Sim, é tentadora a ideia de concordar, ainda que intimamente, com as piadas em torno do tal jogo da Baleia Azul e da criação que nós, quarentões e até trintões, tivemos na época das fitas K-7. Sandálias azuis, galhos de goiabeira azuis, cinturões azuis. Mas se vale o conselho, sempre desconfie caso a piada – ou a solução que ela traz – seja fácil demais. O drama da adolescência tem a mesma idade das reações biológicas e combinações de hormônios que causam a confusão de sentimentos, sensações, desejos e o que poderia, na época das fitas K-7, ser definido como a mais pura, natural e simples bobagem. Mas não convém menosprezar séculos de história do comportamento humano apenas para fazer um “meme” de internet.

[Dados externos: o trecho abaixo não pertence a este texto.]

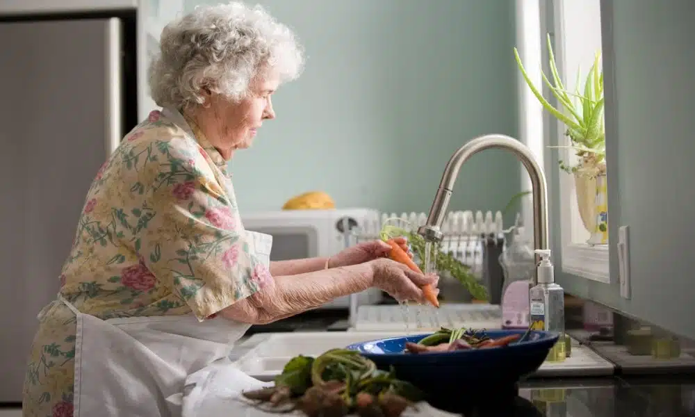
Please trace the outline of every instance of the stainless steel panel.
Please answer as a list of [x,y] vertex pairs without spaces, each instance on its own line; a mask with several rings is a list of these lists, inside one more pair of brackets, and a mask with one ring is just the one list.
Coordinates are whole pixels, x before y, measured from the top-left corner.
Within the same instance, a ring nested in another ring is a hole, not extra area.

Fazer piada não vai diminuir o fato de que crianças continuam flertando com astros juvenis, com os desafios impostos pela babaquice que acompanha a idade e com a vontade de morrer porque a namorada vai embora do país ou porque os pais se separaram recentemente.

No último fim de semana, em que pese ainda a falta de maiores detalhes sobre o caso, Luis Fernando, de 19 anos, matou a namorada, Kaena, de 18, e depois se matou no apartamento 1509 do Maksoud Plaza, hotel na região da Avenida Paulista, em SP. Tudo leva a crer que o casal combinou de se matar juntos. A tragédia ocorre no meio do turbilhão opinativo das redes sociais. Há relação entre a tragédia e o tal jogo? Hannah Baker, a jovem que se mata em “13 Reasons Why” (seriado da Netflix) era mesmo uma espécie de modelo para Kaena?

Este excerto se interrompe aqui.